In IEC 62304, Clause 5.2.2, lists the content for twelve different software requirements (i.e., items A-L):
- a) functional and capability requirements;
- b) SOFTWARE SYSTEM inputs and outputs;
- c) interfaces between the SOFTWARE SYSTEM and other SYSTEMS;
- d) software-driven alarms, warnings, and operator messages;
- e) SECURITY requirements;
- f) user interface requirements implemented by software;
- g) data definition and database requirements;
- h) installation and acceptance requirements of the delivered MEDICAL DEVICE SOFTWARE at the operation and maintenance site or sites;
- i) requirements related to methods of operation and maintenance;
- j) requirements related to IT-network aspects;
- k) user maintenance requirements; and
- l) regulatory requirements.
These software requirements may overlap, because any specific cause of failure can result in multiple types of software hazards. For example, a loss of connectivity can result in mix-up of data, incomplete data, or modification of the data. Therefore, to ensure your software design is safe, you must carefully analyze software risks and evaluate as many test cases as you can to verify effectiveness of the software risk controls.

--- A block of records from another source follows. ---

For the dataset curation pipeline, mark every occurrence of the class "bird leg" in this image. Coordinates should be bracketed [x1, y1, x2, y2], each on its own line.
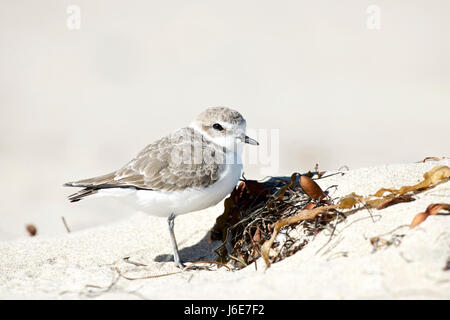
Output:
[167, 213, 185, 269]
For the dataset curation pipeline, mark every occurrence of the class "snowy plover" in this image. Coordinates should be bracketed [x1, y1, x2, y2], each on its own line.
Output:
[64, 107, 258, 268]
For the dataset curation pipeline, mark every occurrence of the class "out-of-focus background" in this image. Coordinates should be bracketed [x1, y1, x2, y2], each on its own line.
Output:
[0, 0, 450, 240]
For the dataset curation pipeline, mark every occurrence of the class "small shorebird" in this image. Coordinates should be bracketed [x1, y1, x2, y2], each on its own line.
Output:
[64, 107, 258, 268]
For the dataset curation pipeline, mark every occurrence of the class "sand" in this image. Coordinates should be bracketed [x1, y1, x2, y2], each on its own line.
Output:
[0, 160, 450, 299]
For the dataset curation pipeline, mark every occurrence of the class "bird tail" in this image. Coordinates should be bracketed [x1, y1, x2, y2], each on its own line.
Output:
[63, 173, 114, 202]
[65, 185, 99, 202]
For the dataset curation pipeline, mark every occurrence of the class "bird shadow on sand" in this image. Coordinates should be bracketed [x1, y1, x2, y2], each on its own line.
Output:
[153, 233, 220, 262]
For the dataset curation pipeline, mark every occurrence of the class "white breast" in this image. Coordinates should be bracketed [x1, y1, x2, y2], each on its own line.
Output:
[98, 164, 242, 217]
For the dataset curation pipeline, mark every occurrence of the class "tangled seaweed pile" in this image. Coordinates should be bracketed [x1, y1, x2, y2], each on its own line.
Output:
[210, 166, 450, 269]
[211, 172, 331, 269]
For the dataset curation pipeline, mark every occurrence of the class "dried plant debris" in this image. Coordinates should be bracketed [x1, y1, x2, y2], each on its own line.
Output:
[409, 203, 450, 229]
[210, 166, 450, 269]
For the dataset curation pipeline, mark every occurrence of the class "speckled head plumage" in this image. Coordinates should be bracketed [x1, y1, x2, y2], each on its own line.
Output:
[190, 107, 258, 150]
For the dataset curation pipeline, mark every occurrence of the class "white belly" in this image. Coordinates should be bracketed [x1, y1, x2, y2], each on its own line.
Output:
[98, 164, 242, 217]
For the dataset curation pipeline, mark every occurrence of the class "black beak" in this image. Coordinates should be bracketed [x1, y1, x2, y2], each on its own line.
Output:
[244, 136, 259, 146]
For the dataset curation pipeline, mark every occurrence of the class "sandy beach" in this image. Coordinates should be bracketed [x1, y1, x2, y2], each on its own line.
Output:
[0, 160, 450, 299]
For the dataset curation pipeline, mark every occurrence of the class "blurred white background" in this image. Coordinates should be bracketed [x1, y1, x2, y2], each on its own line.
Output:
[0, 0, 450, 240]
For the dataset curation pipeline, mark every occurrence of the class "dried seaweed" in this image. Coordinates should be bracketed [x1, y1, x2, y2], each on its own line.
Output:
[409, 203, 450, 229]
[210, 173, 335, 268]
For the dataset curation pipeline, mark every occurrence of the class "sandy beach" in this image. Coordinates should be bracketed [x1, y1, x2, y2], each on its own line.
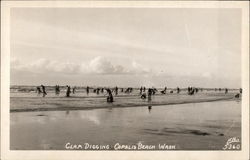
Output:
[10, 87, 241, 150]
[10, 87, 238, 112]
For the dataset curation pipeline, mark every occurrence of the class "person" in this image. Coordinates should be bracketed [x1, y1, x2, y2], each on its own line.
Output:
[148, 88, 153, 102]
[148, 106, 152, 113]
[55, 85, 60, 95]
[225, 88, 228, 94]
[160, 87, 167, 94]
[41, 85, 47, 97]
[66, 85, 71, 97]
[141, 92, 147, 99]
[106, 88, 114, 103]
[177, 87, 180, 93]
[86, 86, 89, 95]
[140, 87, 143, 94]
[115, 86, 118, 96]
[36, 86, 42, 95]
[72, 87, 76, 94]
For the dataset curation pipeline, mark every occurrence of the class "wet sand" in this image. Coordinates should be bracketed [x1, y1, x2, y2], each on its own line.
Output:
[10, 92, 237, 112]
[10, 100, 241, 150]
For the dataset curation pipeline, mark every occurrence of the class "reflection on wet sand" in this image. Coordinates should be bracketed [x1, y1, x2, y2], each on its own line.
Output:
[10, 101, 241, 150]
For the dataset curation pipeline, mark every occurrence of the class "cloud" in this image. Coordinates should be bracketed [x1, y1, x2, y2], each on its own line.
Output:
[11, 56, 151, 75]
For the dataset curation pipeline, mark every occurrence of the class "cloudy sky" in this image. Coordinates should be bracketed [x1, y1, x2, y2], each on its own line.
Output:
[10, 8, 241, 88]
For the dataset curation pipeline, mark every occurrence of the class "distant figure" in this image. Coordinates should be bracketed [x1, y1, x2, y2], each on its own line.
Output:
[195, 88, 199, 93]
[66, 85, 71, 97]
[72, 87, 76, 94]
[148, 106, 152, 113]
[41, 85, 47, 97]
[148, 88, 153, 102]
[141, 92, 147, 99]
[36, 87, 42, 95]
[176, 87, 180, 93]
[225, 88, 228, 94]
[86, 86, 89, 95]
[115, 86, 118, 96]
[55, 85, 60, 95]
[152, 88, 158, 95]
[160, 87, 167, 94]
[234, 93, 240, 98]
[140, 87, 143, 94]
[106, 88, 114, 103]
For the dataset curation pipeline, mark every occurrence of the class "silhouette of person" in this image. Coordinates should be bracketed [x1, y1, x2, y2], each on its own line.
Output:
[41, 85, 47, 97]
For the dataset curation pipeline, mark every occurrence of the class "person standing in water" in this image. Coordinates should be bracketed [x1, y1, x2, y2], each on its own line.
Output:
[225, 88, 228, 94]
[41, 85, 47, 97]
[115, 86, 118, 96]
[177, 87, 180, 93]
[86, 86, 89, 95]
[36, 86, 42, 95]
[106, 88, 114, 103]
[148, 88, 153, 102]
[72, 87, 76, 94]
[66, 85, 71, 97]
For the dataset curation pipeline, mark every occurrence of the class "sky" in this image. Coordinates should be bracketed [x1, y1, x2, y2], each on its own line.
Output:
[10, 8, 241, 88]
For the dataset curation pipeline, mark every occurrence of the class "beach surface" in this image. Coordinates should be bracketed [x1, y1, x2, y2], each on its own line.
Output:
[10, 91, 241, 150]
[10, 91, 240, 112]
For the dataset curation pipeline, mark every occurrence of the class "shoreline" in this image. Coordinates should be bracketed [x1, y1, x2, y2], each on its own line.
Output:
[10, 97, 237, 113]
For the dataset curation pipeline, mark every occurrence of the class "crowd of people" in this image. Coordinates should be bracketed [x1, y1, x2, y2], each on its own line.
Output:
[36, 85, 242, 103]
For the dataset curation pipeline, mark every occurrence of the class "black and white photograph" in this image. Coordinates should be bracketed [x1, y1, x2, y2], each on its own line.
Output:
[1, 2, 249, 158]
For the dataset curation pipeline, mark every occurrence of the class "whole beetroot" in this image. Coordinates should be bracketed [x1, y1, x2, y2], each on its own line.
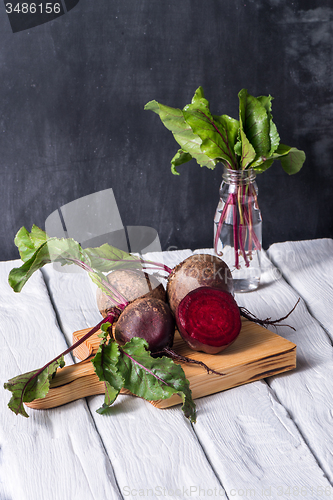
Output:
[166, 254, 234, 314]
[96, 269, 166, 318]
[114, 297, 175, 354]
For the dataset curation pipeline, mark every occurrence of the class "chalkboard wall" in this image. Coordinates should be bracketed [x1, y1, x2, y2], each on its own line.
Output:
[0, 0, 333, 260]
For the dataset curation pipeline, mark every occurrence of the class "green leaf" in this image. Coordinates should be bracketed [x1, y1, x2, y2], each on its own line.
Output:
[257, 95, 280, 155]
[8, 235, 86, 292]
[238, 89, 271, 158]
[183, 98, 239, 168]
[235, 121, 256, 170]
[4, 356, 65, 417]
[171, 149, 192, 175]
[280, 146, 306, 175]
[144, 101, 218, 171]
[191, 86, 205, 103]
[14, 225, 47, 262]
[92, 323, 124, 413]
[117, 337, 195, 422]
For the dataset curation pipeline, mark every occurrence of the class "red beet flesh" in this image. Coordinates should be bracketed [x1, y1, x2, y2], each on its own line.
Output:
[176, 287, 242, 354]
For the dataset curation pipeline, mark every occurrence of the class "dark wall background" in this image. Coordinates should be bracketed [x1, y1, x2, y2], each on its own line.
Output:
[0, 0, 333, 260]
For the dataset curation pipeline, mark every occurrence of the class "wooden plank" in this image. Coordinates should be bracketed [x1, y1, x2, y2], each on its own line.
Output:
[0, 261, 122, 500]
[39, 249, 333, 500]
[27, 319, 296, 409]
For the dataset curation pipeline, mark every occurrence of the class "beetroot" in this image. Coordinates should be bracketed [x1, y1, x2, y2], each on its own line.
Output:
[96, 269, 166, 318]
[176, 287, 242, 354]
[114, 297, 175, 354]
[167, 254, 233, 314]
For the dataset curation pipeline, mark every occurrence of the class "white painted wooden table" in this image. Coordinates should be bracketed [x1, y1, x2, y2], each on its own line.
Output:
[0, 239, 333, 500]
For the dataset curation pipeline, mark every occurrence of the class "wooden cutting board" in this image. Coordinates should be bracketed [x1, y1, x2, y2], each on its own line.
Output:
[26, 319, 296, 409]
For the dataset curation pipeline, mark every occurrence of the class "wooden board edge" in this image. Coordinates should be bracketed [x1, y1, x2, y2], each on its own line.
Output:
[150, 345, 296, 409]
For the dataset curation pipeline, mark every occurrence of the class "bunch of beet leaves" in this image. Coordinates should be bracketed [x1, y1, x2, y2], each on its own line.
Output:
[4, 226, 196, 422]
[4, 226, 293, 422]
[145, 87, 305, 268]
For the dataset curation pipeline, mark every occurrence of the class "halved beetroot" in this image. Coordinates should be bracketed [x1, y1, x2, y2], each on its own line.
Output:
[176, 287, 242, 354]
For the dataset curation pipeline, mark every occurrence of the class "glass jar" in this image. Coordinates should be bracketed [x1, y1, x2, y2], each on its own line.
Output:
[214, 167, 262, 293]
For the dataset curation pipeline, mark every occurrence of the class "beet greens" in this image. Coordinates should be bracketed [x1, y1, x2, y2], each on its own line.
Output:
[145, 87, 305, 269]
[4, 226, 196, 422]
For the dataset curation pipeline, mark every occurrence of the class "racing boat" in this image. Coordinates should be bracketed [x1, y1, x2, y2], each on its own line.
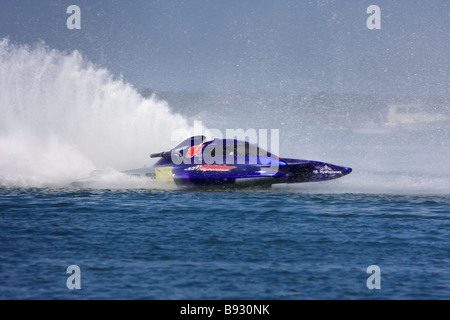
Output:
[72, 135, 352, 187]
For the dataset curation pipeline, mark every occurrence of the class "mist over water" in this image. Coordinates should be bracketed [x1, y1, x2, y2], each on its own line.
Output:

What is the best way to analyze data risks?
There are multiple risk analysis tools available to device and IVD manufacturers (e.g., preliminary hazard analysis, failure modes and effects analysis, and fault-tree analysis). Using a design failure modes and effects analysis (i.e., dFMEA) is the most common risk analysis tool, but a dFMEA is not the best tool for software risk analysis. There are two reasons for this. First, the dFMEA is a bottom-up approach that assumes you know all of the software functions that are needed–but you won’t. Second, the dFMEA will have multiple rows of effects for each failure mode because each cause of software failure can overlap with multiple software functions. Therefore, the best way to analyze data risks is a fault-tree analysis (i.e., FTA). The FTA is the best tool for analysis of software data hazards because you only need three fault trees: 1) Mix-up of data, 2) Loss of data, and 3) Modification of data. In each of these FTAs, all of the potential causes of software failure will be identified in the branches of the fault tree. Analyzing the fault tree structure, specifically the position of OR gates, can assist in software design. OR logic gates that can result in critical failures need additional software risk controls to prevent a single cause of software failure from creating a serious hazardous situation.
How to build a fault tree
The first step of your software risk analysis should be to identify data hazards. Once you identify the data hazards, you can build a fault tree for each of the three possible software failures: mix-up of data, 2) incomplete data, and 3) modification of data. Each data hazards can cause multiple software failure modes, but the type of logic gate will determine the outcome of that data hazard. An OR gate will result in software failures if there is just one hazardous event, while an AND gate requires at least two hazardous events to occur before the software failure will occur. The position of the OR/AND gate also impacts the potential for software failures.